Established by BBC Radio 4's Thinking Allowed programme, the Ethnography award, in association with the British Sociological Association, highlights academic research that has made a significant contribution to ethnography, the in-depth analysis of the everyday life of a culture or sub-culture.
Dr Janson’s mongraph Islam, Youth, and Modernity in the Gambia: The Tablighi Jama'at (Cambridge University Press for the International African Institute, 2013) was shortlisted for the award from over 100 entries.
Social anthropologist, Professor Henrietta Moore, a member of the judging panel, commended the work as “tell[ing] us things about Islam that we don't have any idea about in the United Kingdom...the big question is why would a movement originating in South Asia be of interest to local Gambians? How do people become interested in religion?"
She added: “It's a question we keep asking ourselves all the time now. And this movement is of particular interest to youths and women... You get a change in social relationships particularly in this case and very brilliantly described by the ethnographer in relations between women and men... the movement doesn't necessarily turn out to be emancipatory for women but it does turn out new spaces, new ways of living.

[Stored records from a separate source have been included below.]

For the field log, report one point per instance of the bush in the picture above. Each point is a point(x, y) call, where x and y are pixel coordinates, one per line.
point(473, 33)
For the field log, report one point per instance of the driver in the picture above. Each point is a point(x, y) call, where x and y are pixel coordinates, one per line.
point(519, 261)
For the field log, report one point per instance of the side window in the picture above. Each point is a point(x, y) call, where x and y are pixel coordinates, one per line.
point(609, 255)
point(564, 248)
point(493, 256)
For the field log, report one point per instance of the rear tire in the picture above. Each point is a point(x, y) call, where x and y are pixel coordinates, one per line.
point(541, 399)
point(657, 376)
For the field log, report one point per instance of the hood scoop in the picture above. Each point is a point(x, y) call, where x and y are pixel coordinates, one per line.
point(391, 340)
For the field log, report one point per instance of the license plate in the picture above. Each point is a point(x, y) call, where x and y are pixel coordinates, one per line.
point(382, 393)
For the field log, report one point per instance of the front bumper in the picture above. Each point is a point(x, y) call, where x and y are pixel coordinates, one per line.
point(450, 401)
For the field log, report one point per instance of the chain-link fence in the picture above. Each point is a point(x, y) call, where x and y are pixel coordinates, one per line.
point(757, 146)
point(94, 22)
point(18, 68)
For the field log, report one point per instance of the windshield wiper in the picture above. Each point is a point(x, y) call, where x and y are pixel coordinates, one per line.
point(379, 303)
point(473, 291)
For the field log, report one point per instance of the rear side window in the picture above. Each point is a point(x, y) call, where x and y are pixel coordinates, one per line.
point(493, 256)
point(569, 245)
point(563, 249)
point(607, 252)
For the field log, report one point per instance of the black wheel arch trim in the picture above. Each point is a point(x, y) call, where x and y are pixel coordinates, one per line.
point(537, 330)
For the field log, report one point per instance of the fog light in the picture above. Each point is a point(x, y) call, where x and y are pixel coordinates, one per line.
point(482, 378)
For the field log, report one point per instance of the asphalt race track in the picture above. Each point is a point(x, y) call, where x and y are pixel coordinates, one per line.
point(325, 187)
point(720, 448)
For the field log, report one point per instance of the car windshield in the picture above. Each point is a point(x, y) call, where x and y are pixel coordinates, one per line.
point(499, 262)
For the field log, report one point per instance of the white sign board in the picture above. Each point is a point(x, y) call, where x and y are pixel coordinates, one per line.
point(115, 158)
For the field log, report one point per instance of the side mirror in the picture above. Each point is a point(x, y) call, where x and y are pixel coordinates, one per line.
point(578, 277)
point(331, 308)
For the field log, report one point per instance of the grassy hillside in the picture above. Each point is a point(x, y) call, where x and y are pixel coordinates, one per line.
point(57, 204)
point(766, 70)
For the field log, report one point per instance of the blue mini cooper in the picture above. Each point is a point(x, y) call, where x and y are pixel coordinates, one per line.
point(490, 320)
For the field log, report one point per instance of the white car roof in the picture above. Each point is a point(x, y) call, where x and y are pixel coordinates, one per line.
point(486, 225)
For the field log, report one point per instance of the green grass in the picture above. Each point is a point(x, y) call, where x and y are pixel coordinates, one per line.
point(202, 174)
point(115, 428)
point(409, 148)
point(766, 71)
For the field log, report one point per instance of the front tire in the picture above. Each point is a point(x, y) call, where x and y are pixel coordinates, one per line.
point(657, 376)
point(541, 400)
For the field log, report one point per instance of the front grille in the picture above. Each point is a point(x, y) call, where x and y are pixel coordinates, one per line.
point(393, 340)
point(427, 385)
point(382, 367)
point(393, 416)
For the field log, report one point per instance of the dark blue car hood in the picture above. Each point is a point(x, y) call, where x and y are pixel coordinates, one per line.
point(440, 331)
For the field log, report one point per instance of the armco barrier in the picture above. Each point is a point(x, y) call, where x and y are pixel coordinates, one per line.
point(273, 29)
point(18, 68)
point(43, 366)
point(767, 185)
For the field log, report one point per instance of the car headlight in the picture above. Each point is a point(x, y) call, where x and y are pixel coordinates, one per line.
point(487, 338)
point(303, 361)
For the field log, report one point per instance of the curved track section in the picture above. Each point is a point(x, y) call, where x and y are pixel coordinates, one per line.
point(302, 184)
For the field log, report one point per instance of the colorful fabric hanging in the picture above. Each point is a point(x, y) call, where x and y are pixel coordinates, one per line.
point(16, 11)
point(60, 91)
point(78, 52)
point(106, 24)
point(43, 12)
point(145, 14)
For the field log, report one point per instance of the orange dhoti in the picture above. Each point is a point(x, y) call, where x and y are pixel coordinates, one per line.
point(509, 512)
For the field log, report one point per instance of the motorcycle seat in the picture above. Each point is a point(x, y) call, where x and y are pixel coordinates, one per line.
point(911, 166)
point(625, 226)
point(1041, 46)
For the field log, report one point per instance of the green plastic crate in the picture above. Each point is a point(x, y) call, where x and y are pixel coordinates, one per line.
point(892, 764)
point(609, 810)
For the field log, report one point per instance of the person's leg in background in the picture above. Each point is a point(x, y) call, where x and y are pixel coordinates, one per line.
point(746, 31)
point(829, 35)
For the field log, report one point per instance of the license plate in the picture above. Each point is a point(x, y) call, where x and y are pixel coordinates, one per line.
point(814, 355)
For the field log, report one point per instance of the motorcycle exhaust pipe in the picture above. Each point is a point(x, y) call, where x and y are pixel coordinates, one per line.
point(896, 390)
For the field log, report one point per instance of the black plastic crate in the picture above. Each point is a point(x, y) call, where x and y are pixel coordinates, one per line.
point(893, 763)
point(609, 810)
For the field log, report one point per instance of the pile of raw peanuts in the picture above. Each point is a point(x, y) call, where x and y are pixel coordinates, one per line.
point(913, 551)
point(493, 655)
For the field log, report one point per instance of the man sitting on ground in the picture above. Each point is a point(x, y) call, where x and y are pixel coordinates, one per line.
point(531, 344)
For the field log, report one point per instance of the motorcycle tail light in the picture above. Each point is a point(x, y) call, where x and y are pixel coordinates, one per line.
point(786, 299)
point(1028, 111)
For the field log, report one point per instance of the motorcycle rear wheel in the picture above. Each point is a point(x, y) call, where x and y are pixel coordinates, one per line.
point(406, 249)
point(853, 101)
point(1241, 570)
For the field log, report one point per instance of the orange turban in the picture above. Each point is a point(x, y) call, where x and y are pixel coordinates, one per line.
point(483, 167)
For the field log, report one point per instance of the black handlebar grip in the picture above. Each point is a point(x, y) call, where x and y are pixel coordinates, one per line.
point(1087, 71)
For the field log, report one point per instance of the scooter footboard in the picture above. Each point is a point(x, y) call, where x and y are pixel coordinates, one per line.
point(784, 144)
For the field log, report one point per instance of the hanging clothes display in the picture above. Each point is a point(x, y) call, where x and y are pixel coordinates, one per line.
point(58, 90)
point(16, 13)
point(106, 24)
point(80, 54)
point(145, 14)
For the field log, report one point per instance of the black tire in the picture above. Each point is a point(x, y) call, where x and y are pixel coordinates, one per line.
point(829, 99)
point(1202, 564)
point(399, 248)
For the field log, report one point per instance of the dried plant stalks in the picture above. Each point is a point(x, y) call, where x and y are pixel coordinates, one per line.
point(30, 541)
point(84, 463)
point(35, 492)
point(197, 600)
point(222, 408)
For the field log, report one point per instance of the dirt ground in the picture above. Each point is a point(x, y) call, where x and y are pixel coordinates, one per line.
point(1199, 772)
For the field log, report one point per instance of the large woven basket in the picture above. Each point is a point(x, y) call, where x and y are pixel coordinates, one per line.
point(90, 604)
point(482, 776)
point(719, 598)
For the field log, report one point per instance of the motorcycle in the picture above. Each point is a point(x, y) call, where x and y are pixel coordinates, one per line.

“What Marloes Janson does very well for us is to show the diversity of Islam in the Gambia not just those who follow this missionary movement, but those who don't, those who criticise it...the kind of debate and turmoil about what religion means for people... The question she asks is with all this diversity in Islam, is it possible to keep speaking of a single Islam?'
The judging panel also included Professor Beverley Skeggs, Professor Dick Hobbs and Dr Louise Westmarland.
Dr Janson has also collaborated with Nigerian photographer Akintunde Akinleye on the Spiritual Highway exhibition in the Brunei Gallery at SOAS. The exhibition explores religious world making in megacity Lagos.